Two NASA astronauts were set to embark on a spacewalk on Thursday to replace a faulty antenna on the International Space Station (ISS), after a 48-hour delay prompted by an orbital debris alert later deemed to be of no concern.
NASA TV planned live coverage of the 6-1/2-hour spacewalk, scheduled to begin at 7:10 a.m. Eastern time (1210 GMT) as astronauts Thomas Marshburn and Kayla Barron exit an airlock of the orbiting research lab some 250 miles (402 km) above Earth.
The outing is the fifth spacewalk for Marshburn, 61, a medical doctor and former flight surgeon with two previous trips to orbit, and a first for Barron, 34, a US Navy submarine officer and nuclear engineer on her debut spaceflight for NASA.
Their objective is to remove a defective S-band radio communications antenna assembly, now more than 20 years old, and replace it with a spare stowed outside the space station.
The space station is equipped with other antennae that can perform the same functions, but installing a replacement system ensures an ideal level of communications redundancy, NASA said.
Marshburn will work with Barron while positioned at the end of a robotic arm maneuvered from inside by German astronaut Matthias Maurer of the European Space Agency, with help from NASA crewmate Raja Chari.
The four arrived at the space station Nov. 11 in a SpaceX Crew Dragon capsule launched from the Kennedy Space Center in Florida, joining two Russian cosmonauts and a NASA astronaut, Mark Vande Hei, already aboard the orbiting outpost.
Four days later, an anti-satellite missile test conducted without warning by Russia generated a debris field in low-Earth orbit, forcing the seven ISS crew members to take shelter in their docked spaceships to allow for a quick getaway until the immediate danger passed, NASA said.
The residual cloud of debris from the blasted satellite has dispersed since then, according to Dana Weigel, NASA deputy manager of the ISS program.
But NASA calculates that remaining fragments continue to pose a "slightly elevated" background risk to the space station as a whole, and a 7% higher risk of puncturing spacewalkers' suits, as compared to before Russia's missile test, Weigel told reporters on Monday.
Nevertheless, NASA determined those risk levels, while heightened, fell within tolerable boundaries and moved ahead with preparations to conduct the spacewalk as originally planned on Tuesday.

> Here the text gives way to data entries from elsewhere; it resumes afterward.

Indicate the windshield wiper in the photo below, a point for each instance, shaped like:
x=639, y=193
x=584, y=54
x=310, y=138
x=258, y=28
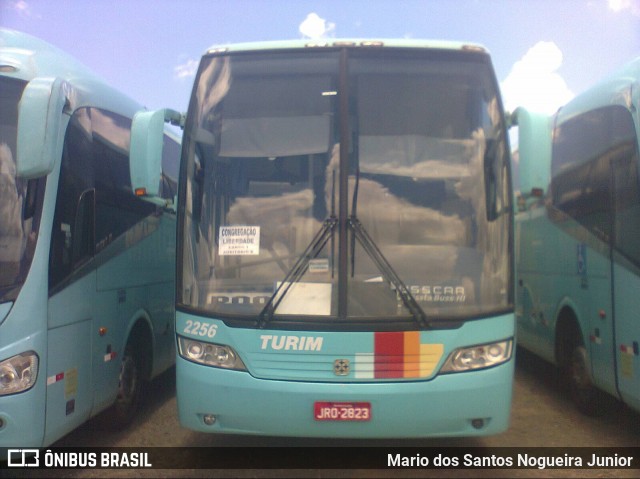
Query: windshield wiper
x=361, y=234
x=370, y=247
x=299, y=268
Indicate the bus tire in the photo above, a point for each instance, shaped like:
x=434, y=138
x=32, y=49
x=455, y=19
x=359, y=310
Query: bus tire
x=584, y=394
x=130, y=387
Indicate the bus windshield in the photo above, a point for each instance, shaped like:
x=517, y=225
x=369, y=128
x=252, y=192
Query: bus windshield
x=18, y=223
x=381, y=173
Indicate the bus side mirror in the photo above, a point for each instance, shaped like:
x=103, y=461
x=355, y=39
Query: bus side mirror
x=534, y=151
x=147, y=139
x=39, y=124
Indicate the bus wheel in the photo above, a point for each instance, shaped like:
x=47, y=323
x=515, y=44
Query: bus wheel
x=584, y=394
x=129, y=388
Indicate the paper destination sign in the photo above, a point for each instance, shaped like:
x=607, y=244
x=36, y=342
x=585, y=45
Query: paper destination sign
x=239, y=240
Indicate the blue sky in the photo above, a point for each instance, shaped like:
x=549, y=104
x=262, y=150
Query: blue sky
x=544, y=51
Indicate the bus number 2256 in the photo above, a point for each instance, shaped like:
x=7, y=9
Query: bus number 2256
x=201, y=328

Hours before the operation was to begin, NASA received an alert from US military space trackers warning of a newly detected debris-collision threat, prompting mission control to delay the extra-vehicular activity (EVA) mission.
On Tuesday afternoon, NASA said its evaluation concluded the debris in question - its origin left unclear - posed no risk to spacewalkers or the station after all, and the antenna replacement was rescheduled for Thursday morning.
Thursday's exercise marks the 245th spacewalk in support of assembly and upkeep of the space station, which this month surpassed 21 years of continuous human presence, NASA said.
A NASA spokesman, Gary Jordan, said this week's spacewalk postponement was believed to be the station's first ever caused by a debris alert.